Following answer about Benchmarking - How to count number of instructions sent to CPU to find consumed MIPS suggest that:
perf stat ./my_program
on Linux will use CPU performance counters to record how many instructions it ran, and how many core clock cycles it took. (And how much CPU time it used, and will calculate MIPS for you).
An example generates following output which does not contain calculated MIPS
information.
Performance counter stats for './hello.py':
1452.607792 task-clock (msec) # 0.997 CPUs utilized
327 context-switches # 0.225 K/sec
147 cpu-migrations # 0.101 K/sec
35,548 page-faults # 0.024 M/sec
2,254,593,107 cycles # 1.552 GHz [26.64%]
<not supported> stalled-cycles-frontend
<not supported> stalled-cycles-backend
1,652,281,933 instructions # 0.73 insns per cycle [38.87%]

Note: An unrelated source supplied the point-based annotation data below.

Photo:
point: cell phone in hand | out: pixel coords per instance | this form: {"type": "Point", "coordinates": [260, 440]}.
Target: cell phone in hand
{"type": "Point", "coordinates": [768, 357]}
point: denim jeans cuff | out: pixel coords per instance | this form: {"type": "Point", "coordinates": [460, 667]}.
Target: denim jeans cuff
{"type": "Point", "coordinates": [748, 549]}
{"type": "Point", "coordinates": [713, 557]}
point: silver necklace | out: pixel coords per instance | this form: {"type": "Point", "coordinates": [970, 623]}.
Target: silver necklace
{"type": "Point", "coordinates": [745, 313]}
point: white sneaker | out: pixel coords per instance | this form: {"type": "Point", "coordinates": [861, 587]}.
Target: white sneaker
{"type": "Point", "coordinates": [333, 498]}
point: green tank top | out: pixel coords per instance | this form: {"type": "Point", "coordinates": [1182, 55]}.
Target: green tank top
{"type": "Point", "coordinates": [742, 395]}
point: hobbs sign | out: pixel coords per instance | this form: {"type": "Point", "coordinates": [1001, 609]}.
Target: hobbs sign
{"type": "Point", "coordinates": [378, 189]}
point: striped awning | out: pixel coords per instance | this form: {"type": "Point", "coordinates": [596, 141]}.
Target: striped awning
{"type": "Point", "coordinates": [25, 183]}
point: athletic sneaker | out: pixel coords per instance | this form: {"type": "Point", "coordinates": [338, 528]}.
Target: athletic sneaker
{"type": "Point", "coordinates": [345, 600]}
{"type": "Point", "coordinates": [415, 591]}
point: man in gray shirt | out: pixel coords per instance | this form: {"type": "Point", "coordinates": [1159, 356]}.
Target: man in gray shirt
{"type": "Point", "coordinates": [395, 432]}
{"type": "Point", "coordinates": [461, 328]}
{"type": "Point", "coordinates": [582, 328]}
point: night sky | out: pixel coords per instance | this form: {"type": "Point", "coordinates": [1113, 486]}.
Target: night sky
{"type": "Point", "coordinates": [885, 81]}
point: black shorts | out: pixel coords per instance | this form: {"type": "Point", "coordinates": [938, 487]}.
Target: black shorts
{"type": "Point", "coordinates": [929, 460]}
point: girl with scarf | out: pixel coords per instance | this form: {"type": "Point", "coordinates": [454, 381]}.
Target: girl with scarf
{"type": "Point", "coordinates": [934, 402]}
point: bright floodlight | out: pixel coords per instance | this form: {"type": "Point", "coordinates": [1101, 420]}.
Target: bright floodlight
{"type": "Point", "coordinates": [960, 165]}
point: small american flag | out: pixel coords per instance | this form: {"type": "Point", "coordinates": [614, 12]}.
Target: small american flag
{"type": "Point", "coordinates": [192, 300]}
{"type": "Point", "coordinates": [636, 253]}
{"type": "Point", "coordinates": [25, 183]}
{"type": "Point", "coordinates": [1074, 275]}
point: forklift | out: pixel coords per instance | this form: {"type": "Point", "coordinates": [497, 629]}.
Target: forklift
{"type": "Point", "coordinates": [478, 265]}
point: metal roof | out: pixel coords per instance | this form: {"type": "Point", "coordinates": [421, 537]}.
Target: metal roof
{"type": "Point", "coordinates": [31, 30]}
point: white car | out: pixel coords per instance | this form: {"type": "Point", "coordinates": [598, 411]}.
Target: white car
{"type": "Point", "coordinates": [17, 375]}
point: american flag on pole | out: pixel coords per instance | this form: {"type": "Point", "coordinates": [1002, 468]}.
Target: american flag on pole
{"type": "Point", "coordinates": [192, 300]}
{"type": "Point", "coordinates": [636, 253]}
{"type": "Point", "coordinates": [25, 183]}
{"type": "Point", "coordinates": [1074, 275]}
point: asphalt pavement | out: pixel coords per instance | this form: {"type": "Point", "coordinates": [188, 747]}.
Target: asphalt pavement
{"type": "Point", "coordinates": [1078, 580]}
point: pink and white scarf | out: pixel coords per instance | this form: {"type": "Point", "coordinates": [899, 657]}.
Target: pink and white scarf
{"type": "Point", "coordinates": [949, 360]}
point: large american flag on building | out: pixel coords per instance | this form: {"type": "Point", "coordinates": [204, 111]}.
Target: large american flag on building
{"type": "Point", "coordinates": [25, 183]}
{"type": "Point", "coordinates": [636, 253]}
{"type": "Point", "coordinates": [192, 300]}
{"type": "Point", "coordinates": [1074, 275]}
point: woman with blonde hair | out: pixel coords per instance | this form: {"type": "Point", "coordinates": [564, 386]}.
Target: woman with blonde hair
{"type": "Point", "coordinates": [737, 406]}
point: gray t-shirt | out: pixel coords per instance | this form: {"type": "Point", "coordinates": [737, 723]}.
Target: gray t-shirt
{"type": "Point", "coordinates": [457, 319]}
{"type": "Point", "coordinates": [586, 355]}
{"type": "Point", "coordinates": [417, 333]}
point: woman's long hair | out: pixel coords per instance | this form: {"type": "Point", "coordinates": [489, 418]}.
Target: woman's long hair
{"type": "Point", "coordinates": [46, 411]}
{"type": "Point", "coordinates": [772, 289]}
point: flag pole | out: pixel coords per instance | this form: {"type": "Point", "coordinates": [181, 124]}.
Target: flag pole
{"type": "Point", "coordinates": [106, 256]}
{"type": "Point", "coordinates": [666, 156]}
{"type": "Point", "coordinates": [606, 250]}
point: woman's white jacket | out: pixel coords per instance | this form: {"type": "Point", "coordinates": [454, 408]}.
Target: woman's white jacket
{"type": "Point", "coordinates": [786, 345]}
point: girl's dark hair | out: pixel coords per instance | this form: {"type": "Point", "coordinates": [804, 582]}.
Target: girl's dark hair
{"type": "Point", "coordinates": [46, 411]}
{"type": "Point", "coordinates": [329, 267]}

353,431,039 branches # 243.308 M/sec [37.95%]
18,536,723 branch-misses # 5.24% of all branches [38.06%]
612,338,241 L1-dcache-loads # 421.544 M/sec [25.93%]
41,746,028 L1-dcache-load-misses # 6.82% of all L1-dcache hits [25.71%]
25,531,328 LLC-loads # 17.576 M/sec [26.39%]
1,846,241 LLC-load-misses # 7.23% of all LL-cache hits [26.26%]
1.456531157 seconds time elapsed
[Q] How could I calculate MIPS
correctly from output of perf stat
? In order to calculate MIPS should I do following instructions/seconds_time_elapsed
from the values obtained from perf stat
?
It's obviously just instructions / seconds. (divided by 1 million to scale for the Mega metric prefix.)
Using the total elapsed time will give you MIPS for the whole program, total across all cores, and counting any time spent sleeping / waiting against it.
Task-clock will count total CPU time used on all cores, so it will give you the average MIPS across all cores used, not counting any time spent sleeping. (task-clock:u
would count only user-space time, but task-clock
counts time spent in the kernel as well.)